In honor of Children’s Day on June 1, this one’s for kid travelers. As I write this, my almost 7 year old twins are finishing their first year in a Chinese primary school. I swell with pride when I think of the amazing progress they’ve made over the year at their Beijing school, and the praise they get from the teachers. But what impresses me the most is that from the time we moved to China when they were five to now, they’ve hardly complained.
I can hardly claim much credit for this and these kids whine plenty about lots of things. But for parents looking for ways to make their kids adaptable while traveling, here are a few things I’ve learned.
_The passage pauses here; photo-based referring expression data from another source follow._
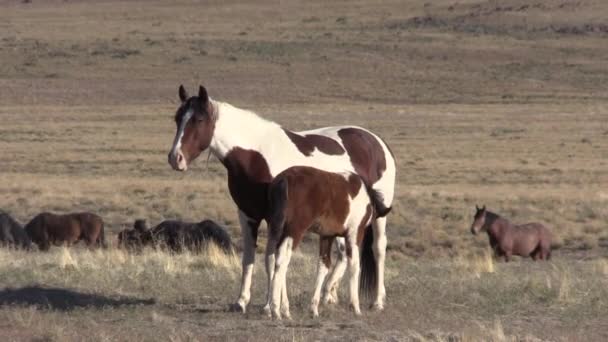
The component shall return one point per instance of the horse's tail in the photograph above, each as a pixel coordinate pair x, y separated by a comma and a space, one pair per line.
377, 201
369, 271
277, 196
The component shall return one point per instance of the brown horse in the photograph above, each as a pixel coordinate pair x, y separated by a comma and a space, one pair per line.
303, 199
47, 228
176, 235
506, 239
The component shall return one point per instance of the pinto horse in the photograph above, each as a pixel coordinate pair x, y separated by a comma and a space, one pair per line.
507, 239
254, 150
303, 199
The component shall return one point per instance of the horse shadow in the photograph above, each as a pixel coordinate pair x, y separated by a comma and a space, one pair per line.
63, 299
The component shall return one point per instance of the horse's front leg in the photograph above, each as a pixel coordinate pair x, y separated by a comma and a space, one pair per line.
322, 270
249, 229
355, 273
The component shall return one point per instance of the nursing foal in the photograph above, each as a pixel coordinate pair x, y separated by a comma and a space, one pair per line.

1)Lead by example: If you enjoy experiencing new things, your kids will too. If you complain about the smelly toilets or (perceived) rude treatment, they will too. If you treat it as normal and even funny, they will too. You get the picture.
2)Combine fun with education: This is Parenting 101, but applies especially to travel. Explain new things they see and look them up together. Throw in travel games, language apps, food experiments.
3)Find the positive: Everywhere you go, even if it’s just to grandma’s house in the next state, will have differences from home. Focus on those that are positive. In China we have cheap restaurants and taxis, in the US free public libraries and playplaces.
4)Leave your prejudices at home: Differences are what’s fun about travel but show kids people are essentially the same everywhere. Most kids don’t need to be taught this and language and cultural differences rarely stop kids from being friends.
5)Keep records. Ok, so this is learned more from my own experience as a child than practice as a parent. But talking about what they see then scribbling it down in words or pictures can make it more memorable.